Walther Wilhelm Georg Bothe

Throughout the years, there had been hundreds of brilliant minds toiling away and making breakthroughs in the field of physics. One such man was Walther Wilhelm Georg Booth, a German nuclear physicist. He was so brilliant and his work was so revolutionary that in 1954, he won and shared physics Nobel Prize with Max Born. He was quite the genius and he managed to accomplish a lot of things in the world of physics despite an illness which prevented him from doing certain things.

His Life and Career

Walther Booth was born on the 8th of January, 1891 to Charlotte Hartung and Fredrich Bothe. He was from Oranienberg, a place close to Berlin. Growing up he was a very bright boy. It was pretty obvious what his interests were because from 1908 to 1912 he was at the University of Berlin to study physics. While he was there, he learned from the brilliant Max Planck. He was a very good and driven student in the sense that he was able to get his doctorate degree before the war broke out in 1914. He got a job at Physikalisch-Technische Reichsanstalt where he worked as a Professor Extraordinary from 1913 to 1930 which allowed him to stay in Berlin. He also became Professor of Physics as well as the Director of The Institute of Physics at the University of Giessen in the year 1930.


In 1934, he inherited the Director of Institute of Physics job at the Max Planck Institute for Medical Research after Phillip Lenard left the job. By the time World War II had ended, the institute was used entirely for other purposes. Sensing that he was no longer needed for the new purpose, Bothe decided to return to the Physics Department in the University of Giessen. He held a teaching job until he had to cut back on the scope of his work because of an illness that had hampered him for a long time. It might have limited his scope of work but that didn’t mean he had plenty of downtime because he still made it a point to supervise work conducted at the Max Planck Institute’s Institute of Physics. He was awarded that Nobel Prize in 1954 but he was unable to get it himself since he was sidelined by his illness which turned out to be a circulatory disease. He continued his supervisory work until he died on the 8th of February, 1957 in Heidelberg.

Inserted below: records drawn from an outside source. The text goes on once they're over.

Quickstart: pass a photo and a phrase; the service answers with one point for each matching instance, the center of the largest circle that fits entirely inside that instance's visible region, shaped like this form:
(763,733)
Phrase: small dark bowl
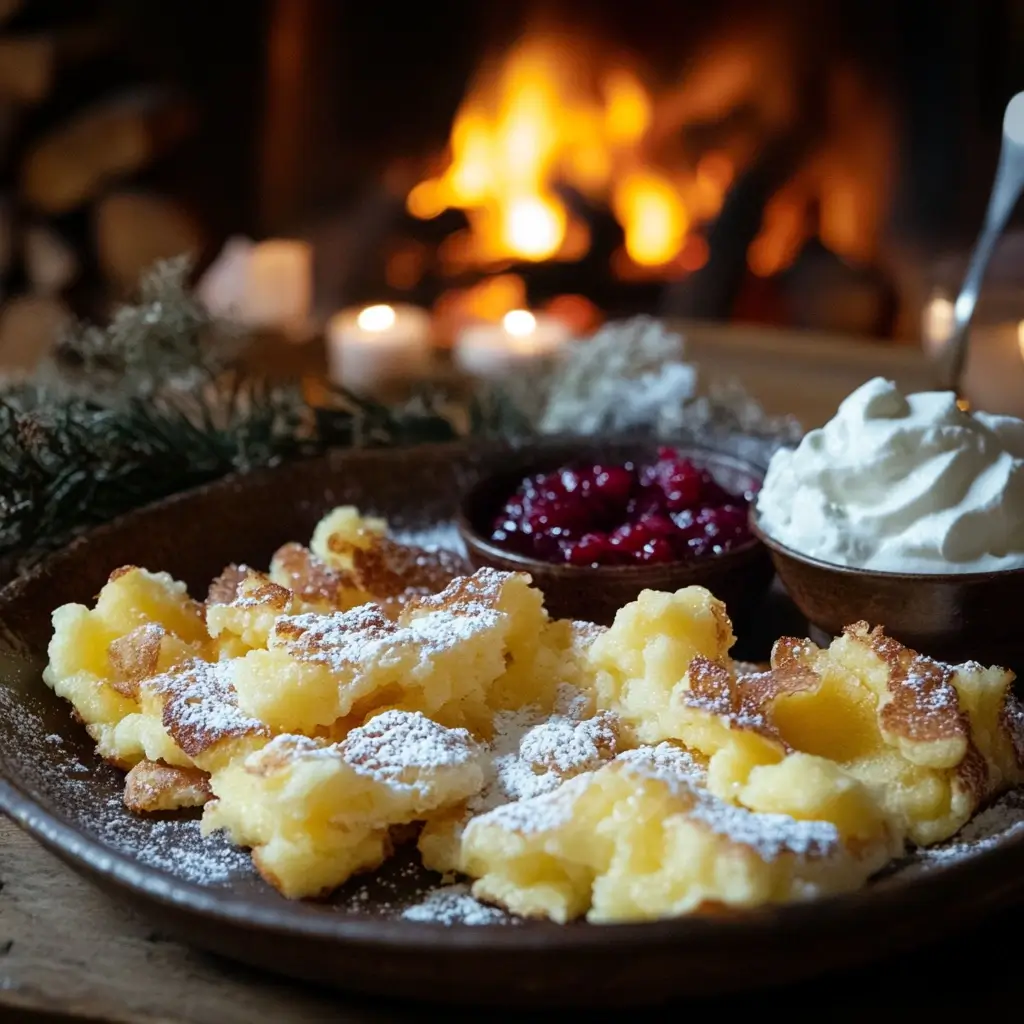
(739,578)
(953,616)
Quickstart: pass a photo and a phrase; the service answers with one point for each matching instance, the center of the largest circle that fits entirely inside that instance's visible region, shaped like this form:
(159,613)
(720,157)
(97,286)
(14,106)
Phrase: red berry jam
(668,510)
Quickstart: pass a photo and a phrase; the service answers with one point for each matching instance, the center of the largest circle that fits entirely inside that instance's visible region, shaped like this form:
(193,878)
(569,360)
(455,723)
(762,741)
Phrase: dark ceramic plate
(367,937)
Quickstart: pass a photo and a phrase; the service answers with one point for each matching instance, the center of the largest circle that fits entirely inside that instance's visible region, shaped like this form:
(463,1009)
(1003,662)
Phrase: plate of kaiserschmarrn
(286,718)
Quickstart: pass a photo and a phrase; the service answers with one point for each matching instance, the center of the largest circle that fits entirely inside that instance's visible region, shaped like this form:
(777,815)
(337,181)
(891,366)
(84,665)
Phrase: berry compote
(668,510)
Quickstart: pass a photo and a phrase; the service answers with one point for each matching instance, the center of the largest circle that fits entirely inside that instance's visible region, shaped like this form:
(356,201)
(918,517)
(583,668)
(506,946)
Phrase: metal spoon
(1006,190)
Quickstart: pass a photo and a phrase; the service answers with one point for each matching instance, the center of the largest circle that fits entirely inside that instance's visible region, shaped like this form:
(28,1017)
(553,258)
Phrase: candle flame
(376,317)
(519,323)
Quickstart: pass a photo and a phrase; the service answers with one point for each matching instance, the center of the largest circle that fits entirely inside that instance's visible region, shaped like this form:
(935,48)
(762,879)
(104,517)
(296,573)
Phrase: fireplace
(776,162)
(784,162)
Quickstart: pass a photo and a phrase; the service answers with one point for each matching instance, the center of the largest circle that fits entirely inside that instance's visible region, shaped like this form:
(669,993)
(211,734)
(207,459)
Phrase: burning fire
(560,118)
(537,127)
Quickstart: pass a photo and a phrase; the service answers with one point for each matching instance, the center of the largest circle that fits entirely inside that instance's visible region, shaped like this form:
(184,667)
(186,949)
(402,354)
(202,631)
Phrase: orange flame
(539,124)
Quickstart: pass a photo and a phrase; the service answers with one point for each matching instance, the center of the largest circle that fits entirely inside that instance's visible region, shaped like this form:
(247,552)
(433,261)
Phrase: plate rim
(89,856)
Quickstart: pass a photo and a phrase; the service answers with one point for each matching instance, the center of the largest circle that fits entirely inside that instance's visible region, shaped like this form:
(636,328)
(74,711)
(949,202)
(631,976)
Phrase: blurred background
(793,163)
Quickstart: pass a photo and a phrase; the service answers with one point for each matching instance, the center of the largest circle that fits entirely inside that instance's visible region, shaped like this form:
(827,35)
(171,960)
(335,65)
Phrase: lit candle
(993,371)
(377,347)
(937,324)
(278,290)
(521,341)
(266,286)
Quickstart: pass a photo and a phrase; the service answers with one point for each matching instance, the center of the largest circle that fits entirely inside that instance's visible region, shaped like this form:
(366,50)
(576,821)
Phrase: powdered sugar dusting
(666,761)
(454,905)
(201,707)
(395,743)
(348,641)
(542,813)
(770,836)
(532,754)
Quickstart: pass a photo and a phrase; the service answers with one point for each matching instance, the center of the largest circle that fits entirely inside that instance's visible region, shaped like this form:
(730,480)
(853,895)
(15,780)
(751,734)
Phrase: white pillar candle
(937,324)
(278,290)
(376,347)
(993,371)
(520,341)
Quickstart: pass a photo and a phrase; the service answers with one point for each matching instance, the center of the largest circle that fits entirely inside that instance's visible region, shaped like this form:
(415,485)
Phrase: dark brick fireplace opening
(858,137)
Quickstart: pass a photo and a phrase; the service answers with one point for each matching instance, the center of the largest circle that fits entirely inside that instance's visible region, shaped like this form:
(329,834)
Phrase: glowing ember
(540,123)
(561,114)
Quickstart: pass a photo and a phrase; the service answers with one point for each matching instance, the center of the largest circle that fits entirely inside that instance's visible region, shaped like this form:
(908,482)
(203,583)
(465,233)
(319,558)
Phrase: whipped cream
(901,483)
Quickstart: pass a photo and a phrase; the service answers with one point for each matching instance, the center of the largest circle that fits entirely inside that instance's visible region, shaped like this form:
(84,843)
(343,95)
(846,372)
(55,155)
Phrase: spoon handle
(1006,192)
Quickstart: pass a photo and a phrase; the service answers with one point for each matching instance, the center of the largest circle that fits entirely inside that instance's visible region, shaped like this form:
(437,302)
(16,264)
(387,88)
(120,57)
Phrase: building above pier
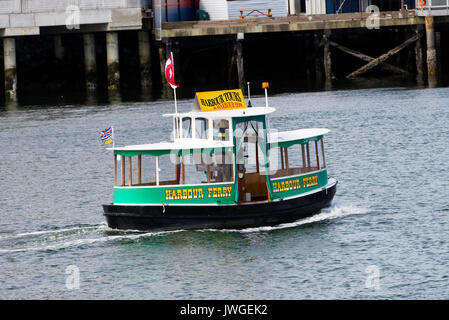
(32,17)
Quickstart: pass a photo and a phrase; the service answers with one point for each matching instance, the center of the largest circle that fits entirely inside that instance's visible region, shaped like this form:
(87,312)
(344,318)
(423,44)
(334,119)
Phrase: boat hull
(185,217)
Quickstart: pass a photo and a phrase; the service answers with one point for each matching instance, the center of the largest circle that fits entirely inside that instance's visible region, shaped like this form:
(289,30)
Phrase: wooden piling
(419,58)
(327,62)
(145,59)
(164,54)
(240,66)
(431,52)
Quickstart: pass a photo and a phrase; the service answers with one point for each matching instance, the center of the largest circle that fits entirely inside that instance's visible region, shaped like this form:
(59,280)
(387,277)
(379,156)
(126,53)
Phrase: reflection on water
(387,147)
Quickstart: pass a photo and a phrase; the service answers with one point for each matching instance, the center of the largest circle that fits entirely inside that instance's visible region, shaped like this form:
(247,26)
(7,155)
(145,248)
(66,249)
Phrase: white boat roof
(301,134)
(234,113)
(184,144)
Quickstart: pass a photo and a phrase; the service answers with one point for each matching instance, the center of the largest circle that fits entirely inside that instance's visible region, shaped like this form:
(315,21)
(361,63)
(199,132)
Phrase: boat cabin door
(250,141)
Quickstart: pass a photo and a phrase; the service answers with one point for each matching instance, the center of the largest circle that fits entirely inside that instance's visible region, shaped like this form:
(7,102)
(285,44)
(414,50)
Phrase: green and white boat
(223,168)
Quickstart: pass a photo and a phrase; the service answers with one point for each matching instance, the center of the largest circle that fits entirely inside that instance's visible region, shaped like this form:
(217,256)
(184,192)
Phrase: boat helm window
(297,159)
(201,128)
(187,127)
(221,130)
(174,169)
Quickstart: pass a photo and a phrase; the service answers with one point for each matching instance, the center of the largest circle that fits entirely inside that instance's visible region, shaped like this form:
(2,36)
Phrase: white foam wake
(334,212)
(55,231)
(86,241)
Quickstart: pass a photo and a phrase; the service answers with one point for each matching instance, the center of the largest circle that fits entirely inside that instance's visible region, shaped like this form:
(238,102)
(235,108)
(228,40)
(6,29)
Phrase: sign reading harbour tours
(220,100)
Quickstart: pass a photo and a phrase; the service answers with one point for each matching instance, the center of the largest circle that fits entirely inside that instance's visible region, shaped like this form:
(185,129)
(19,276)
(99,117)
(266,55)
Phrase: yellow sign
(221,100)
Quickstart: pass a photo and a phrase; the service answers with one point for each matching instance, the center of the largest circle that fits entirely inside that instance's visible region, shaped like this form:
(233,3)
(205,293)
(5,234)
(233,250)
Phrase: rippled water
(387,147)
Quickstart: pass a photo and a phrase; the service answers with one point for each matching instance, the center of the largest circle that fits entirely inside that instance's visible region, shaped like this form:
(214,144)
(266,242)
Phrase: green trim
(287,144)
(298,184)
(180,152)
(214,194)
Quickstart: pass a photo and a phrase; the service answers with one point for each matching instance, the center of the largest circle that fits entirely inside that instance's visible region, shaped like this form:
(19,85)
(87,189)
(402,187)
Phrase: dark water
(386,235)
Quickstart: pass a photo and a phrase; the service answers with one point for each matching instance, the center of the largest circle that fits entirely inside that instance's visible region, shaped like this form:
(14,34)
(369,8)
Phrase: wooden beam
(130,172)
(183,169)
(322,151)
(123,170)
(303,152)
(139,169)
(308,155)
(364,57)
(115,170)
(282,158)
(383,57)
(327,61)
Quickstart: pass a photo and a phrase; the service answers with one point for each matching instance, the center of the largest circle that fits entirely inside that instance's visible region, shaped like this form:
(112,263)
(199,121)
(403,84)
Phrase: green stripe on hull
(295,185)
(209,194)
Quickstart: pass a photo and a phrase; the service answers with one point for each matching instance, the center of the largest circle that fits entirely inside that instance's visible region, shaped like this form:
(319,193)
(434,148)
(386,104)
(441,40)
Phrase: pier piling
(327,62)
(431,52)
(9,55)
(90,61)
(240,66)
(164,54)
(112,52)
(145,60)
(419,58)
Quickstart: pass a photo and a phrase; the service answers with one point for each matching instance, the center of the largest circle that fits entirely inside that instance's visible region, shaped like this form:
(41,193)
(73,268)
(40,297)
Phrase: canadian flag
(170,72)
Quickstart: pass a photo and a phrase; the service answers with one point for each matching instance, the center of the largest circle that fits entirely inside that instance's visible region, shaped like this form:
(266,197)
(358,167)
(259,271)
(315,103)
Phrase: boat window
(296,159)
(221,130)
(201,128)
(200,168)
(187,127)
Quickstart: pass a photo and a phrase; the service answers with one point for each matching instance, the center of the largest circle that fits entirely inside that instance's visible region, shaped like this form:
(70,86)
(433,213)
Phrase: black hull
(164,218)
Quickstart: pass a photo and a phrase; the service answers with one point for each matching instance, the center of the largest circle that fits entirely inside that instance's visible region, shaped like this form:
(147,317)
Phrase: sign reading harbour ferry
(222,168)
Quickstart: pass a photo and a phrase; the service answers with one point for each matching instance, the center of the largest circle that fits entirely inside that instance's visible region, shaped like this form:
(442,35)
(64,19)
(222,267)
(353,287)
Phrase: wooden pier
(322,47)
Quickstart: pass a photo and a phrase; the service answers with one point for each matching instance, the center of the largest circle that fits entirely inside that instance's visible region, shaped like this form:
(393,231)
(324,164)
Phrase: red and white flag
(170,72)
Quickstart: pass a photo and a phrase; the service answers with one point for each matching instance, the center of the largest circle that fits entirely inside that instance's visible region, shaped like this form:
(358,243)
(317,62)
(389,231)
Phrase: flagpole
(113,138)
(176,103)
(174,88)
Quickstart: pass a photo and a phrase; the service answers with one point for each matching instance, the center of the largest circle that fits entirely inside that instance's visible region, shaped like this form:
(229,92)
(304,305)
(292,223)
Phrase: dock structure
(21,18)
(322,26)
(323,33)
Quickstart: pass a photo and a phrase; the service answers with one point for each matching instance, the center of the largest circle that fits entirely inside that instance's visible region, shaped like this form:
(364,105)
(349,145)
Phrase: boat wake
(84,235)
(335,211)
(62,238)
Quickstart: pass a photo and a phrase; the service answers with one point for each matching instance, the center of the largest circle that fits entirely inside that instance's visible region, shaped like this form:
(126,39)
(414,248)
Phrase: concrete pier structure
(90,63)
(10,67)
(145,60)
(112,52)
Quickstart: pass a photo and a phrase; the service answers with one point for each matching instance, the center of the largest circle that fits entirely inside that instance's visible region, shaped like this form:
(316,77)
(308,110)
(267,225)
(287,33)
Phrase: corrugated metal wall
(217,9)
(278,7)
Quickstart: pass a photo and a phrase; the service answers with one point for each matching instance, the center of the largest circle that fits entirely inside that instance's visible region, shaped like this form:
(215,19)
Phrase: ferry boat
(223,169)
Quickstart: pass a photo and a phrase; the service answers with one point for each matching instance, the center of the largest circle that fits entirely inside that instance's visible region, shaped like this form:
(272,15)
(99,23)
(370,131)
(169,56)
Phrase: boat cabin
(221,153)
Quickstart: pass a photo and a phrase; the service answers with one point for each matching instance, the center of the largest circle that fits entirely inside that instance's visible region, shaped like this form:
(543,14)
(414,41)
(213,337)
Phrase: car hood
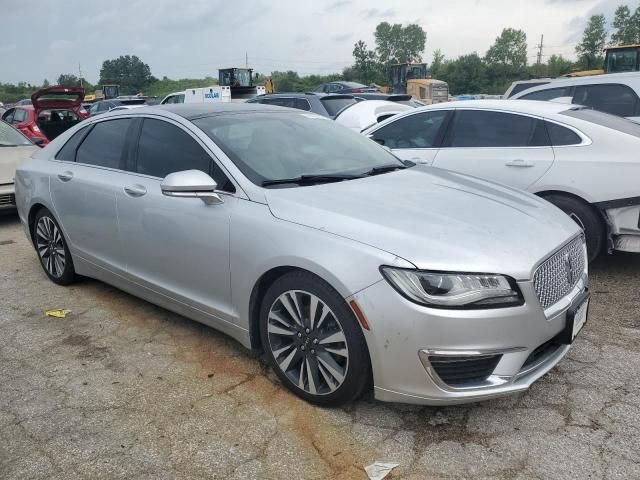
(435,219)
(58,97)
(10,158)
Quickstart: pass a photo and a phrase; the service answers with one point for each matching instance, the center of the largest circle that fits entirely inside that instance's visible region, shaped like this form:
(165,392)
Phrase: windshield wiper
(387,168)
(310,179)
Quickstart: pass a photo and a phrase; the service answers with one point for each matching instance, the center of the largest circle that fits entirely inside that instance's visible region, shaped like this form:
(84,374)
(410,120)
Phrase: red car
(53,110)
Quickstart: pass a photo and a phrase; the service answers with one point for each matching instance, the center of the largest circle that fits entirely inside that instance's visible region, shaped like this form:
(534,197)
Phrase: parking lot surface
(120,388)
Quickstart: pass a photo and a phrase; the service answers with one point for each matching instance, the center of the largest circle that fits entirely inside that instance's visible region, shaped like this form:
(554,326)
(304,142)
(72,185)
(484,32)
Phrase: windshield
(333,105)
(275,146)
(10,136)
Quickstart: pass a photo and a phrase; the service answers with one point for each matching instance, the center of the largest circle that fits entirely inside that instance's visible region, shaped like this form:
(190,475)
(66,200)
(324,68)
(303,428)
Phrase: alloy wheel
(308,342)
(50,246)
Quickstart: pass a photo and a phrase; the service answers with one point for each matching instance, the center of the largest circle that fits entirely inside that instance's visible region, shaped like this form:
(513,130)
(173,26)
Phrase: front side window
(413,131)
(164,148)
(10,136)
(546,95)
(477,128)
(104,144)
(609,98)
(275,146)
(68,151)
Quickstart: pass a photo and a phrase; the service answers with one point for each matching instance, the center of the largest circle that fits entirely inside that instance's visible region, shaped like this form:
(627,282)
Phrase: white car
(584,161)
(615,93)
(362,115)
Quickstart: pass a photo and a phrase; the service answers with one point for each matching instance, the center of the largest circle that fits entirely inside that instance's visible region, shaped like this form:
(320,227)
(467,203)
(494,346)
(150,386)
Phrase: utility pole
(540,46)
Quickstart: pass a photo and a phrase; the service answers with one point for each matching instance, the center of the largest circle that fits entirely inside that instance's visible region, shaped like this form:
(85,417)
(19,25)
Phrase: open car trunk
(57,109)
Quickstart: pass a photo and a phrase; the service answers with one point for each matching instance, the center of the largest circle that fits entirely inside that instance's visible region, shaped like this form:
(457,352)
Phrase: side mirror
(191,184)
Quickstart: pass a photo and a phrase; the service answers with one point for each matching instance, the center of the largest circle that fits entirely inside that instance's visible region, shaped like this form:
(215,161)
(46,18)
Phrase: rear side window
(475,128)
(546,95)
(164,148)
(104,144)
(562,136)
(609,98)
(520,87)
(68,151)
(413,131)
(334,105)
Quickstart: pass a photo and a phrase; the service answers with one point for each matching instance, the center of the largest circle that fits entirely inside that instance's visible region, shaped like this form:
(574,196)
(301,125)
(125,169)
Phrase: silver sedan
(348,268)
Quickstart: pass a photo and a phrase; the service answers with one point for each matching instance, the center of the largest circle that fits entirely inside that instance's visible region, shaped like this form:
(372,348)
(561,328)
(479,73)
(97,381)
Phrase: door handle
(65,176)
(518,163)
(135,190)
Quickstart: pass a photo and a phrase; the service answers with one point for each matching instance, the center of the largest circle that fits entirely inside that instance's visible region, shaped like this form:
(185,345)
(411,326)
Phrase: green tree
(466,74)
(398,44)
(128,71)
(589,50)
(437,64)
(624,31)
(557,65)
(507,57)
(366,67)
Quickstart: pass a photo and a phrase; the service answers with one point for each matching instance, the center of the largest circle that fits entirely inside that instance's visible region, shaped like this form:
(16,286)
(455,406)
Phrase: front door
(503,147)
(178,247)
(413,137)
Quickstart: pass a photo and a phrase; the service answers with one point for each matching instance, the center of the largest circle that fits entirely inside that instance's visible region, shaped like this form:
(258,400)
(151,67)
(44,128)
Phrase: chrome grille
(7,199)
(560,273)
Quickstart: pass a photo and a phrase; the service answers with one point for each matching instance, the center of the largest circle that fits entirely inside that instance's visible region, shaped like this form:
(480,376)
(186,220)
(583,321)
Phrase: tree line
(505,61)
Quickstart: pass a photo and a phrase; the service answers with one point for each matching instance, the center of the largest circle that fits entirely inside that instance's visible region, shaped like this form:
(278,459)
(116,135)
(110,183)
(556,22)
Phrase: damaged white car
(585,162)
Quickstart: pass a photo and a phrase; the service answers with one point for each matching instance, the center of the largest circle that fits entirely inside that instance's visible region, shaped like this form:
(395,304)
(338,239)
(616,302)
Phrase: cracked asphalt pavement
(123,389)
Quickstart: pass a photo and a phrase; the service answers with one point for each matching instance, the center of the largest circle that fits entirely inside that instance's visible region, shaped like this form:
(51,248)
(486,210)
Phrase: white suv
(616,93)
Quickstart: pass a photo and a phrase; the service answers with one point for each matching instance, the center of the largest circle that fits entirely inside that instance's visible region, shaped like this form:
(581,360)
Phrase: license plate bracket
(577,316)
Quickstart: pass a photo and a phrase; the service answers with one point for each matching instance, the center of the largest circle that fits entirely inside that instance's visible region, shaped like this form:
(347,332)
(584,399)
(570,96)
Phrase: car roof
(191,111)
(532,107)
(624,77)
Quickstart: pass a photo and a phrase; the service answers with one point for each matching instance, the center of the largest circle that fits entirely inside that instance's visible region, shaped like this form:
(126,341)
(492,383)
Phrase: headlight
(454,290)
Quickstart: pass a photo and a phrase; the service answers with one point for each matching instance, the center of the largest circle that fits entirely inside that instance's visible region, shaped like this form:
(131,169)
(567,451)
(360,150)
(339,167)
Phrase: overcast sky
(193,38)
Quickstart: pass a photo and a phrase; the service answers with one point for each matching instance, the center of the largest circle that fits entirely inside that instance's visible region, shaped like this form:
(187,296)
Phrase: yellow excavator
(618,59)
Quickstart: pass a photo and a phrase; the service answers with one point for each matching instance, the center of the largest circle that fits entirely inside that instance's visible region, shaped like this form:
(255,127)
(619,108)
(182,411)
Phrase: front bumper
(414,348)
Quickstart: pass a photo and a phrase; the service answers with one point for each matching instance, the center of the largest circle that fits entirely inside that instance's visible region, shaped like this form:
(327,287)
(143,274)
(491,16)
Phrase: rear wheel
(52,249)
(312,340)
(586,217)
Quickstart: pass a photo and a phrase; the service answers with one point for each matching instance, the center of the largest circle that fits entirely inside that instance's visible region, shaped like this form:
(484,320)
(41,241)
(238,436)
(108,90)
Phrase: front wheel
(312,340)
(586,217)
(52,249)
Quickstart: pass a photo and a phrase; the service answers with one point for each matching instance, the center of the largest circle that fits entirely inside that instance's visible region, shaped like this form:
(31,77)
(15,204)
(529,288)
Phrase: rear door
(87,173)
(415,137)
(505,147)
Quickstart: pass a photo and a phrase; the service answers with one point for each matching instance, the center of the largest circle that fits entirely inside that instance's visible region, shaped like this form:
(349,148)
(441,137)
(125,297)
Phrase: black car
(103,106)
(390,97)
(320,103)
(343,87)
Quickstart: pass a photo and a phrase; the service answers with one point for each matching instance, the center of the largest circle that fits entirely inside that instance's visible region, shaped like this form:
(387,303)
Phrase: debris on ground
(57,312)
(379,470)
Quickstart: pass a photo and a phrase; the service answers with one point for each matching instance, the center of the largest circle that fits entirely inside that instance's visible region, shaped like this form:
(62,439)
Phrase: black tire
(51,267)
(586,217)
(357,376)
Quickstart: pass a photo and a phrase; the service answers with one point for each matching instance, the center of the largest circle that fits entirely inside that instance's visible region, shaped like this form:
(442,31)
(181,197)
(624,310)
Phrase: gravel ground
(123,389)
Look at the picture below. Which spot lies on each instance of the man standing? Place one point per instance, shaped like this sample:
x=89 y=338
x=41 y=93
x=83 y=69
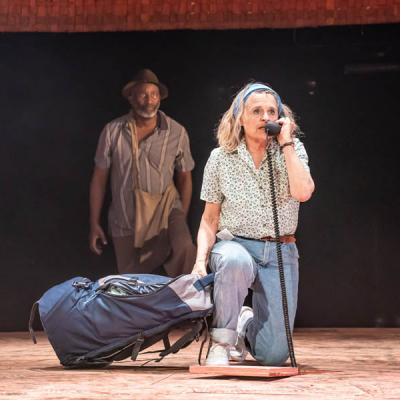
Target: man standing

High Points of His Career and Life

The work of Walther Bothe coincided at a time when there was a big boom in the massive field of nuclear physics and it has to be said that all his hard work and discoveries led to ground-breaking methods and new outlooks.

During World War I, he was taken captive by the Russians and was forced to spend time in Siberia during his captivity. Being the consummate scientist, he chose to spend that one year of captivity by learning how to speak and read Russian and studying maths. He didn’t stay there long since he was sent back to Germany in 1920, a year after he was taken captive.

Bothe and Geiger

After his stay in Siberia, he took the job offer at Physikalisch-Technische Reichsanstalt in Berlin. While he was there, he collaborated with H. Geiger (of Geiger counter fame). It was from the year 1923 to 1926 that he concentrated much of his work on the theory of light (theoretical and experimental). Together, Geiger and Bothe related the Compton Effect to the theory of Slater, Kramers, and Bohr and the results of their experiments and tests gave very strong support for the corpuscular light theory.

H.Geiger had a lot of influence in Bothe’s work. In 1924, Bothe talked about his cutting-edge method (that worked on the premise of coincidences) which allowed him to make many important discoveries. He stated that if a particle passed through a couple or more Geiger counters, the measured pulses that come from the counters would be very coincidental in timing. What followed is even more fascinating—the pulse from each counter would then be sent to a coincidence circuit which could measure pulses that had coincident times.

He perfected the method and it was so revolutionary and accurate that he even made use of it in his studies concerning the Compton Effect as well as other physics problems. Because of this partnership with Geiger, they managed to shed more light into ideas that were about the small angle scattering or rays of light. The summary of their work can be found published in 1926 and 33 in his Handbusch. In that study, Geiger and Bothe managed to establish the very foundations for modern methods that were developed simply to better analyse and understand the scatter process of light.

In 1927, he made other discoveries that were very important to the world of physics. In collaboration with Franz, he conducted studies focused on what happened to light elements when they were bombarded with alpha rays. He stated that the fission products such an action produced were then only seen as fiscillations. However, his work with Franz using a needle counter made it possible to count.

Other collaborations

Bothe had several other partners in his works and some of his partners are listed below:

• W. Kohlhorster in 1929 – Introducing an alternative method to be used for studying UV and cosmic rays.

• H. Becker in 1930 – Obtaining a never-before-seen form of radiation (this study led Sir James Chadwick to discover the neutron in 1932).

Personal Life

Bothe may have been a busy man but he did have a personal life. Despite his captivity in the hands of the Russians, he ended up marrying Barbara Below from Moscow and they had two children. He enjoyed vacationing in the mountains and would often come up with painted art works in a style all his own though he had a deep admiration for French impressionists. He was also a musician and he enjoyed listening to Beethoven and Bach.